Из добрых побуждений Костомаров вместе с другими преподавателями решил помочь выпущенным из крепости студентам, организовав публичные лекции, аналог университетского курса. Костомаров читал там русскую историю с XV века, то есть с того момента, на котором остановился в связи с закрытием университета. «Вообще я разделял русскую историю по времени на два отдела, – пояснял он, – первый заключал историю Руси удельно-вечевого уклада; второй – обнимал Русь единодержавную. Первый отдел был уже мною прочитан в университете, теперь я предложил читать второй отдел.
Лекции читаемы были в большом зале городской думы, очень просторном и светлом, в два света, с галереями наверху. Таким образом, после закрытия университета сам собою возникал новый, совершенно свободный университет, открытый для лиц обоего пола всех званий и без всякого официального начальства.
Февраль прошел благополучно, но в начале марта наступило неожиданное потрясение. В доме Руадзе на Мойке происходил литературный вечер 5 марта. На этом вечере между прочими участниками читал небольшую статью профессор Платон Васильевич Павлов. Статья называлась „Тысячелетие России" и была небольшим сокращением той статьи, которая в том же году была напечатана в календаре…Профессор несколько раз был останавливаем и прерываем рукоплесканиями, более на таких местах, которые могли иметь либеральный смысл и которые могли подать повод к толкованиям в дурном смысле. По окончании чтения, когда Павлова стали вызывать, он произнес текст из Евангелия: „имеющие уши слышати, да слышат". Это до чрезвычайности понравилось публике: его наградили самыми бешеными рукоплесканиями, которые побудили его в другой раз повторить то же изречение. На другой же день мы все узнали, что Павлов арестован и ссылается в Кострому. Студенты-распорядители заволновались и стали ходить к профессорам, представляя, что по этому поводу в виде демонстрации следует прекратить чтение лекций.
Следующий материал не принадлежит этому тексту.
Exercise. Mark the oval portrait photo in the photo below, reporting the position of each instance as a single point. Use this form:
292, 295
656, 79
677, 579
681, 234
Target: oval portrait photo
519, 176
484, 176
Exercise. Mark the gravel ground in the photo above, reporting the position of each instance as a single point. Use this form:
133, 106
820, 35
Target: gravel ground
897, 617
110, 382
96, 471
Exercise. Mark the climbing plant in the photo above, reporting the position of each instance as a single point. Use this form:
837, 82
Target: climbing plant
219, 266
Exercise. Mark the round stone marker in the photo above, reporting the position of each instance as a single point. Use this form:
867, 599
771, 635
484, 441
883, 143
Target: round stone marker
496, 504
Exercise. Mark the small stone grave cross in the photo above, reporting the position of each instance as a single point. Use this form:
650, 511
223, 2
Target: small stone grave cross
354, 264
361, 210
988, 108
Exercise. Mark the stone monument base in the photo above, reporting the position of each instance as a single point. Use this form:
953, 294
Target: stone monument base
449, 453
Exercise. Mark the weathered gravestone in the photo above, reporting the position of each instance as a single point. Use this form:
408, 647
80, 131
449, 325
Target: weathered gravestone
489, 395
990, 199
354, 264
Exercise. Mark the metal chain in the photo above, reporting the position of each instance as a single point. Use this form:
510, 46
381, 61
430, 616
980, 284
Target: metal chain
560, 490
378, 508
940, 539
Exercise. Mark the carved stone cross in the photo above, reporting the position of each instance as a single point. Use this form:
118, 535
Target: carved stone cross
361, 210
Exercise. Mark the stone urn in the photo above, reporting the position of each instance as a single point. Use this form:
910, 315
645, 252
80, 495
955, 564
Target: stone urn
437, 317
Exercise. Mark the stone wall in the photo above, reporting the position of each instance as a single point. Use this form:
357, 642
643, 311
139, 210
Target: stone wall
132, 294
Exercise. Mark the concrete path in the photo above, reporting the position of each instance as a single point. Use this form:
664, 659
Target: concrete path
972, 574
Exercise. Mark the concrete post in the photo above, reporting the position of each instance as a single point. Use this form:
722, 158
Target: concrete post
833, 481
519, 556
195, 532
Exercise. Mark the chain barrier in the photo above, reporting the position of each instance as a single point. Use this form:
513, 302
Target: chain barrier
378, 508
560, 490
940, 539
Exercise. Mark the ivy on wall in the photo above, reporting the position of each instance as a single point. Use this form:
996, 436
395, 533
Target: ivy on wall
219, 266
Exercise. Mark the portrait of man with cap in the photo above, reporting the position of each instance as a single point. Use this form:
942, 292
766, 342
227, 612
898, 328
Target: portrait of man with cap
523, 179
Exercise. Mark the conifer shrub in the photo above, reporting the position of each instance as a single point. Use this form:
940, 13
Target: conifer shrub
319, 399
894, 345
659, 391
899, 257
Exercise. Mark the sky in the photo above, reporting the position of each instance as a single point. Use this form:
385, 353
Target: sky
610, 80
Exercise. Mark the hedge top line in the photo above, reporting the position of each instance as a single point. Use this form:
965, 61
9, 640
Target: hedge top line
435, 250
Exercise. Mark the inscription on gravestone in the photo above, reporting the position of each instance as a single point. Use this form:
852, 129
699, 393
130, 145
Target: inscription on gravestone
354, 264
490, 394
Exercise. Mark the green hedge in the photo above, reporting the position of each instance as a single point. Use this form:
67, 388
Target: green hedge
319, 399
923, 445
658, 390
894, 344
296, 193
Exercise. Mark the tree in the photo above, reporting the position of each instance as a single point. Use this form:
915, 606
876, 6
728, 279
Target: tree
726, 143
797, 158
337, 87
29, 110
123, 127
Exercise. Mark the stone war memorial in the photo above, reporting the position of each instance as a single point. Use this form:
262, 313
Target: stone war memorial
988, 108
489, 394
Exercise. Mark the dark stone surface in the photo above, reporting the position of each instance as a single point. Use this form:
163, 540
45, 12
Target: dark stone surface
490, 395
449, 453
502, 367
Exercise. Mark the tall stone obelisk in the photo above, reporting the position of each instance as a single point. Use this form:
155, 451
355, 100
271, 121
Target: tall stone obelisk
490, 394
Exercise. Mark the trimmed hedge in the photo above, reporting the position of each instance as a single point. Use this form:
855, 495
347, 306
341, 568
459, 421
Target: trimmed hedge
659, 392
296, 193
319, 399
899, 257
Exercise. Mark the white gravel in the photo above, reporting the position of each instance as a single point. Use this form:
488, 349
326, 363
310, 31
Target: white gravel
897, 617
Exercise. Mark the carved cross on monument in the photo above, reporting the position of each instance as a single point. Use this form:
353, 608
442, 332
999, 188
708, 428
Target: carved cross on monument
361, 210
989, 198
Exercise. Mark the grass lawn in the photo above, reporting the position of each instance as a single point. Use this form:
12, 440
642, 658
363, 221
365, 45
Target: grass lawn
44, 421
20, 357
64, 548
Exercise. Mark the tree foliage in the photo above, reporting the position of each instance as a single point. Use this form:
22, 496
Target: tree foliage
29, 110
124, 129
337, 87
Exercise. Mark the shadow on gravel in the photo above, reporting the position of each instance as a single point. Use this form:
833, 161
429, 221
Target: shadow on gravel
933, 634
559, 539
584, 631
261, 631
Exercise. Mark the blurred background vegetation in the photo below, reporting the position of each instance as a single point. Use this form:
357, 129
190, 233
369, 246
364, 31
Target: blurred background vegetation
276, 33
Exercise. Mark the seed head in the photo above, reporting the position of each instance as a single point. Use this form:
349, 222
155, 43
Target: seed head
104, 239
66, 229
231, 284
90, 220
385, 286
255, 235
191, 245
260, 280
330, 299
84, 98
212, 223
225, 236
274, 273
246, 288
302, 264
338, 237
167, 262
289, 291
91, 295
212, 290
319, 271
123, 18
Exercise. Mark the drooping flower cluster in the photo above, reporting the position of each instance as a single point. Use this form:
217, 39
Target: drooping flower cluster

Некоторые профессора поддались голосу студентов, но я энергически доказывал и тем и другим, что прекращение лекций не имеет никакого смысла, тем более что Павлов навлек на себя нерасположение правительства вовсе не за эти лекции, а по поводу тона чтения, не имевшего к лекциям никакого прямого отношения, и что делать демонстрации вообще в нашем положении нелепо. (Этим отказом Костомаров сильно возмутил студенчество, и его перестали считать либералом. – Авт.)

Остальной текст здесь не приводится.